There is another issue that I'll be happy to submit a but report for if someone shares the guide/steps to do so-

[  728.753962] wpa_supplicant[4001]: segfault at 0 ip 0000000000475299 sp 00007fff0afb6f80 error 4 in wpa_supplicant[400000+ea000]

- wpa_supplicant segfaults after the first time i execute rfkill unblock wifi

I am out of options and out of wireless for the past 2 weeks. I'm open to any opinions/suggestions.Last edited by badc0d3d on Mon Nov 03, 2014 12:35 pm; edited 1 time in total

----------

## Roman_Gruber

maybe downgrade udev.

i have problems with eudev and downgrading enalbed wifi. you may have the same issue.. I saw others have also problems with wifi with udev or eudev recently.

----------

## badc0d3d

Thanks for the reply,

I started disabling a couple of services one by one, udev was one of them - just for the heck of it.
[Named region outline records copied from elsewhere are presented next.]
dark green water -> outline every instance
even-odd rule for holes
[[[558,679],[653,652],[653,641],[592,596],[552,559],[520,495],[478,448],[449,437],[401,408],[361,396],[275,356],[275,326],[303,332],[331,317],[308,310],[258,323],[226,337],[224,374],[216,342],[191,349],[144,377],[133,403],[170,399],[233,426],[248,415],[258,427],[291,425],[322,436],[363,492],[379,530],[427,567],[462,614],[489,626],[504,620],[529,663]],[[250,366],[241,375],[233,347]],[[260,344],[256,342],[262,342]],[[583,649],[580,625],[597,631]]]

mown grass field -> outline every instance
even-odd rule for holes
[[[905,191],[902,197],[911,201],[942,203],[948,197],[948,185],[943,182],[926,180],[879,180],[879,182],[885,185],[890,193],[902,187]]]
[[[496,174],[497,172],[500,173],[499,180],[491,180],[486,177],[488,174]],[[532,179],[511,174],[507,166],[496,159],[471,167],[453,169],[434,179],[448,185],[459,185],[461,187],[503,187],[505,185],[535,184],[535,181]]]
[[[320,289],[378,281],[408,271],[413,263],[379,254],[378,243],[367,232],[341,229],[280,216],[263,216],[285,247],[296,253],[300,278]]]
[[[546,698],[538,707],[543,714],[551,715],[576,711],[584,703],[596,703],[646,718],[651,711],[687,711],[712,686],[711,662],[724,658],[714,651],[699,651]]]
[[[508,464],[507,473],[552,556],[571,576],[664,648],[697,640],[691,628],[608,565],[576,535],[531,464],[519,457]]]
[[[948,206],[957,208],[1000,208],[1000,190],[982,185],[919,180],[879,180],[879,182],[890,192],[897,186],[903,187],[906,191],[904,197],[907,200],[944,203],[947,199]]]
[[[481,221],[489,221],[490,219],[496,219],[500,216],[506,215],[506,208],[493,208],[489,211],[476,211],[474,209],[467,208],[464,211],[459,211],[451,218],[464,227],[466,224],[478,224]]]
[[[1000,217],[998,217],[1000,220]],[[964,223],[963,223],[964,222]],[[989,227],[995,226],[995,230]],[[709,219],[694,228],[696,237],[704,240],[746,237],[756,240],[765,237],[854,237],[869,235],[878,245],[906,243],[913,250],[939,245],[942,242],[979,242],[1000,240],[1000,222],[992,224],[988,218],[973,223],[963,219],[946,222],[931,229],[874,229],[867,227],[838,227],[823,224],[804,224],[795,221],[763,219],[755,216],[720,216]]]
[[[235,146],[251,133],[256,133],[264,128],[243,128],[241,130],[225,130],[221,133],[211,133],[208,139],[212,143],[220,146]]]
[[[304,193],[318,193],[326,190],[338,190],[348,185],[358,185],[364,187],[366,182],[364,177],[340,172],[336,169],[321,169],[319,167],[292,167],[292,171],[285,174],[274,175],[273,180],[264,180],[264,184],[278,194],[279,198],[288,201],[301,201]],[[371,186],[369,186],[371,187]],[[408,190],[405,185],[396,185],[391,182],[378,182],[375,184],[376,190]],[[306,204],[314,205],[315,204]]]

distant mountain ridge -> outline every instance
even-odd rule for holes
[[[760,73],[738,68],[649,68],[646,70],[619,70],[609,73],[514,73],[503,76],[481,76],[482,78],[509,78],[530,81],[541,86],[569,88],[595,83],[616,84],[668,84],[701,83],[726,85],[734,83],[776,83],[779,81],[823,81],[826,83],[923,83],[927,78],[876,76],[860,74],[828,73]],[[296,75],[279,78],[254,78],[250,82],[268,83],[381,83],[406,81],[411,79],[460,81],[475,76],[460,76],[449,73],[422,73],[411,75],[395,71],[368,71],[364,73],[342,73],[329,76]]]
When I disabled DBus, I noticed a couple other services that were disabled and connman was one of them. I don't recall installing that ever, but a dependency pulled it.

I tried to reenable the wireless again and guess what - it worked.

I rebooted my box and tried again - the same issue. After unmerging connman, miraculously my wifi started working again without being 'soft-block'ed.

----------